Other systems for skeletal tracking are cost prohibitive. Currently, many Oculus Rift/VR developers track hands with the Razer Hydra, but that’s a long way from full skeletal tracking.
Kinect 2.0 for Virtual Reality Input
From what we’ve seen so far, the Kinect 2.0 has the fidelity to provide proper skeletal tracking. In the Wired video (embedded above) the Kinect 2.0 was able to easily see the wrinkles on the player’s shirt (and even the buttons if close enough). Microsoft has been quiet about many of the technical specifications of the Kinect 2.0, but they claim to be using “proprietary Time-of-Flight technology, which measures the time it takes individual photons to rebound off an object or person to create unprecedented accuracy and precision.”
Kreylos considers the implications:
In a time-of-flight depth camera, the depth camera is a real camera (with a single real lens), with every pixel containing a real depth measurement. This means that, while the nominal resolution of Kinect2′s depth camera is lower than Kinect1′s, its effective resolution is likely much higher, potentially by a factor of ten or so. Time-of-flight depth cameras have their own set of issues, so I’ll have to hold off on making an absolute statement until I can test a Kinect2, but I am expecting much more detailed depth images…
The ‘Expressions Platform’, that analyzes each player in the scene, should be very useful for developers. Heart rate estimation is particularly intriguing — imaging knowing the heart rate of the player in a horror game and changing the tempo of the music accordingly. The possibilities are plentiful!
One unfortunate road bump for the Expressions Platform is that it won’t work if the player’s face is obscured. Much of the information comes from the player’s facial expressions (even the heartrate estimation is done by looking at micro-fluctuations of the skin on the players face).
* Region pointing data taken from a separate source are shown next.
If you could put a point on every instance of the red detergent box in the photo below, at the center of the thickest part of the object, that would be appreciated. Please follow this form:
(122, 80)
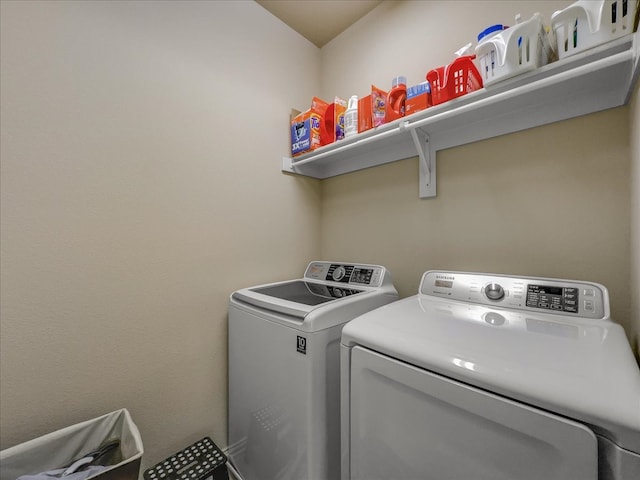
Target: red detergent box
(417, 98)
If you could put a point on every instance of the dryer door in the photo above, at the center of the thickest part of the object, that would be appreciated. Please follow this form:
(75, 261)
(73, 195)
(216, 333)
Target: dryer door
(407, 423)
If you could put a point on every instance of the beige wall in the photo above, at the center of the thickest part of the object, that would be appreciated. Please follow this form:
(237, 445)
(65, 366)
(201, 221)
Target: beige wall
(551, 201)
(635, 214)
(141, 185)
(141, 147)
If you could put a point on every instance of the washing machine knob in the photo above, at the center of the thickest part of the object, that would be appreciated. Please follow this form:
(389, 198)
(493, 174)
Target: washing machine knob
(494, 291)
(338, 273)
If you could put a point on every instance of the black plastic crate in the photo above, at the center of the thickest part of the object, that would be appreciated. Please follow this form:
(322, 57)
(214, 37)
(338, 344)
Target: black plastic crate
(201, 461)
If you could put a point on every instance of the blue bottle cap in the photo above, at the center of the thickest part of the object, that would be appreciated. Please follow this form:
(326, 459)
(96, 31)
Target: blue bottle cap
(489, 30)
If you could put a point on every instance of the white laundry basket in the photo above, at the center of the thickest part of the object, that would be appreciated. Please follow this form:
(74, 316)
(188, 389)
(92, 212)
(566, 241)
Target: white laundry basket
(588, 23)
(515, 50)
(61, 448)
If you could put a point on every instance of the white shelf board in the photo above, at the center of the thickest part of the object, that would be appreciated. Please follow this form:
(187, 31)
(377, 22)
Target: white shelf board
(592, 81)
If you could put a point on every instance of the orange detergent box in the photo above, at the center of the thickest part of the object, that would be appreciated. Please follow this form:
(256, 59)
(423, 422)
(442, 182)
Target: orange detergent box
(365, 118)
(378, 105)
(334, 120)
(371, 109)
(308, 129)
(417, 98)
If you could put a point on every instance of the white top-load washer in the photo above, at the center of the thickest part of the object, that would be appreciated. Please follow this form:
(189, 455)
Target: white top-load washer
(284, 369)
(490, 377)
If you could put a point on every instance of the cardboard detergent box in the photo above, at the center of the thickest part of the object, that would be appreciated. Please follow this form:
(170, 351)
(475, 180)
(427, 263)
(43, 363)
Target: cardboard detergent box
(417, 98)
(321, 125)
(307, 127)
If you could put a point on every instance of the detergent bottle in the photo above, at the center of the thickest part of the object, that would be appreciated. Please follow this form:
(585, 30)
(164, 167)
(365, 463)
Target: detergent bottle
(396, 99)
(351, 117)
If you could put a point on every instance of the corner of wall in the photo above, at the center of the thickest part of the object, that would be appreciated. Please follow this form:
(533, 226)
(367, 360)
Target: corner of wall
(635, 217)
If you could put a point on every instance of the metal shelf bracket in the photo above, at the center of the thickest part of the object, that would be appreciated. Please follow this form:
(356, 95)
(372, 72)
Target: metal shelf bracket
(427, 162)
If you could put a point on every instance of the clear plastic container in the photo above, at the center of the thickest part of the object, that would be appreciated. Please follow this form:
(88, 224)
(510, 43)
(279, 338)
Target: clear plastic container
(515, 50)
(587, 24)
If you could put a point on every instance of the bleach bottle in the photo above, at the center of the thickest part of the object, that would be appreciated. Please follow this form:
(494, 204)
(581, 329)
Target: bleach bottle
(396, 99)
(351, 117)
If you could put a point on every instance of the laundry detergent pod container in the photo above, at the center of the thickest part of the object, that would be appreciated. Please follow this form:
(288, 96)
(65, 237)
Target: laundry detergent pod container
(588, 23)
(513, 51)
(454, 80)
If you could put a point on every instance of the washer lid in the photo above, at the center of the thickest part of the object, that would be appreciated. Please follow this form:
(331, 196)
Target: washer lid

This means it’ll work well for CAVEs and some other systems, but not for head mounted displays like the Oculus Rift.
Even without the Expressions Platform, high fidelity lag free skeletal tracking (at commodity pricing) will allow players to fully embody their avatars, raising the bar of immersion that much more.
Kinect 2.0 for Windows Developer Kit Program Accepting Applications
For the developers among you, Microsoft has announced a developer kit program to get your hands on the Kinect 2.0 for Windows and the upcoming SDK. You have until July 31st to apply to the program. $399 will get you pre-release hardware of the Kinect 2.0 in November, along with a final version of the hardware once it’s released.